Originally Posted by MissLindaJean /img/forum/go_quote.gif
 Regarding STDs, definitely always have that talk before.. difficult to do, especially when you're "in the moment," but should be done. When clothes are flying off, chances are you'll both nod and claim to be disease free lol.
This for sure!

Since you desire a monogamous relationship from the beginning you should tell people that. Some will say goodbye and leave but I think you will be surprised at how many people are ok with it if you discuss it ahead of time.  If you wait til afterwards, you have already set yourself up for potential disappointment and hurt.

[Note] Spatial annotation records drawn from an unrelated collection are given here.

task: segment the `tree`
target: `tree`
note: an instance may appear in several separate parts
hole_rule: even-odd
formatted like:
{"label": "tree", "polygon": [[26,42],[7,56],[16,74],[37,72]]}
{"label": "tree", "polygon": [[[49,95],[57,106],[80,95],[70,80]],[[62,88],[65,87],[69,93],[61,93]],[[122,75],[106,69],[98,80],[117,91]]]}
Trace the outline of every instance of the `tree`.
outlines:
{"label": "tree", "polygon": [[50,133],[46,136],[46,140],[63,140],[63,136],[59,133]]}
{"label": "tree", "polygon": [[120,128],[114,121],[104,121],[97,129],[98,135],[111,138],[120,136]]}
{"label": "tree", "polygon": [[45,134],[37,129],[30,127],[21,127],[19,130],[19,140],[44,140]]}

The catch is you can't be upset if they do walk away or don't want to commit. This does not mean they are callous or disrespectful, it just means they aren't ready to be involved with someone who wants that and they have had the courage to be honest and tell you so.

 
I personally think who ever told you this is out of their mind! Right from the beginning I told my boyfriend either he can have me or he can have other people but he's not getting both! Also I told him if he ever wanted to have sex he was going to get tested before, he was the one who offered to go get tested before we did anything sexually and I personally was grateful because I knew he was serious when he himself offered before I had the chance to even ask him

 
I agree with you there on the having sex with me or having sex with other people, but not both, and getting tested beforehand.  I don't know why so many people think it's okay to not get tested and to have multiple partners during the same time period.  It's just one of the things that makes absolutely no sense to me, but most of the people I've talked to seem to think getting tested is not important.  I don't want to contract HIV/AIDS or any other STD.  How can other people be so careless about their health and their life and also their partners' health and lives?